Best For People Who Want
An Italian carnival atmosphere; Plenty of deck parties, loud music and a wide range of facilities, including a large children's facility and a water slide; All the options and activities that come with a megaship, including a large fitness area, plenty of balconies; lots of entertainment options.
Should Be Avoided By People Who Prefer
Tranquility; great food and service; not to be in a place where English is not the first language
The Costa Victoria is a cruise ship that reflects the warmth and spirit of Italy. Intended to be one of the most exciting and stunningly beautiful ships of our time, the Costa Victoria cruise ship is a modern masterpiece offering every comfort, convenience and amenity for her guest's enjoyment. Her avant-garde design set new standards of excellence. From the breathtaking panoramic Concorde Plaza to the sparkling indoor pool, ultramodern Pompei Spa and incredible Planetarium Atrium spanning seven decks, the Costa Victoria cruise ship combines the elegance of European style with the sophistication of American comforts.
Costa has opened a Hospitality Training Institute in La Romana, Dominican Republic, in association with the prestigious American culinary and hospitality school of Johnson & Wales University. The school will train service personnel for the expanding Costa fleet. This should lead to an improvement in service in the future.
Two main dining rooms each of one decks. About 80% of cruisers opt for open-seating anytime dining. Service can be slow and inconsistent depending an how you time your dinner. Try to go early if possible.
We'll say it plainly: on a Costa ship you are an American in Europe. The company is expanding rapidly (undergoing a cruising renaissance in Europe similar to what the U.S. experienced years ago), so the staff can be surprisingly slow, and sometimes seemingly impolite, including the cabin stewards. You can always count on the bar staff to cheer you up, though.
One of the older ships in Costa's fleet launched in 1996. Decor and design preceeds the carnival era.

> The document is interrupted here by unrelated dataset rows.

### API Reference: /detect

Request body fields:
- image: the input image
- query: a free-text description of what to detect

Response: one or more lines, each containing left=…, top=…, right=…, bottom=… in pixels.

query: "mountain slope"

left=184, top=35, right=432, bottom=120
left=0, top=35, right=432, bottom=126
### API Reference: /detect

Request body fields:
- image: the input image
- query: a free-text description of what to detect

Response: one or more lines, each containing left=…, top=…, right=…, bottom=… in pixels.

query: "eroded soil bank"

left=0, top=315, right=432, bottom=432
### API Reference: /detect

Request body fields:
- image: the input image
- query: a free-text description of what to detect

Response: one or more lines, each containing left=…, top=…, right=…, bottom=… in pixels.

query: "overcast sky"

Although the ship was launched before trhe Carnival era - the ship was refurbished In January 2004, Costa Victoria underwent a major rebuild which included the expansion of the buffet area and addition of two panorama promenades, each about 459 feet in length.

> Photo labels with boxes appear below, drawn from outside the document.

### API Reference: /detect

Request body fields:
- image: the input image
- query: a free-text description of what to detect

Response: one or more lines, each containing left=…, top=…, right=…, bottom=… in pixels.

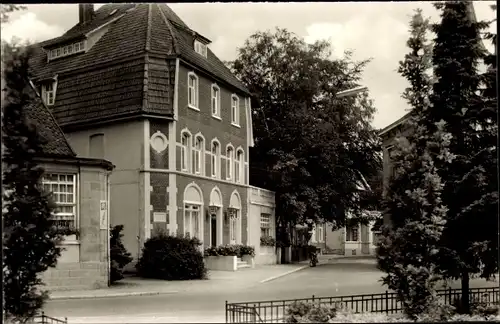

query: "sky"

That Italy has some of the world's greatest cuisine should not be taken to mean that Costa serves the world's best food. Indeed, menus appear to be designed to appeal mostly to an Italian audience, and should you order a selection from another continental derivation, you will probably end up thinking, "I should have gone Italian." You would suppose that they'd get pasta dishes right every time, but pasta depends upon fast service before it gets cold and rubbery. At the buffets, you will be presented with what Europeans are used to as "fast food" including beans for breakfast, and cheese, hard sausage and rolls for lunch.

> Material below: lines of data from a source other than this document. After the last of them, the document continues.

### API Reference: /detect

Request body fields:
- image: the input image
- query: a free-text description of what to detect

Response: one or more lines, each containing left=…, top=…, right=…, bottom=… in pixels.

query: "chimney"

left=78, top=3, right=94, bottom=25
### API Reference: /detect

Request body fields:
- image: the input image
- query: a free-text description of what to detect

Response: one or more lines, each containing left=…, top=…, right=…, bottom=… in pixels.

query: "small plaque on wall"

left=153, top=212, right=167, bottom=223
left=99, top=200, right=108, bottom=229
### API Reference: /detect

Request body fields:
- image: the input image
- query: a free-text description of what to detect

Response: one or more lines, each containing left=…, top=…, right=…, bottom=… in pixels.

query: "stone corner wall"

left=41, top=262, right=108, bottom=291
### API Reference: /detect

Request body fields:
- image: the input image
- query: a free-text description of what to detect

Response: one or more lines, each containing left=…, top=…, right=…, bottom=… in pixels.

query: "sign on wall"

The amount charged to the shipboard account, per person per day (including children), is $8.50. This covers dining room and stateroom personnel. Passengers can have the amount adjusted by visiting the Guest Relations Desk.
A 15 percent gratuity is automatically added to all bar tabs. Spa staff and room service staff may be tipped as service is received.
These ships try very hard to present variety shows that a person of any native language can enjoy. This means puppeteers, acrobatic displays and other visual forms of entertainment.
Any songs are generally sung in English - since most popular music is recorded in English, but if a hit song has ever been made in a foreign Language it will prbably be in the show: an example 99 Luft Balloons by German artist Nena. Also expect to hear "I love Paris" by Gershwin, because all Europeans know the words.
In January 2004, Costa Victoria underwent a major rebuild which included the addition of balconies to 246 outside staterooms. This means 43% of Victoria's outside staterooms now have balconies. Costa Victoria's staterooms are much smaller than you'll find aboard the company's other vessels, and none have private balconies even at the suite level. Standard cabins range from a miniscule 120 sq. ft. to a barely tolerable 150 sq. ft. All have small refrigerators, color TV and safes; bathrooms have shower and hair dryers.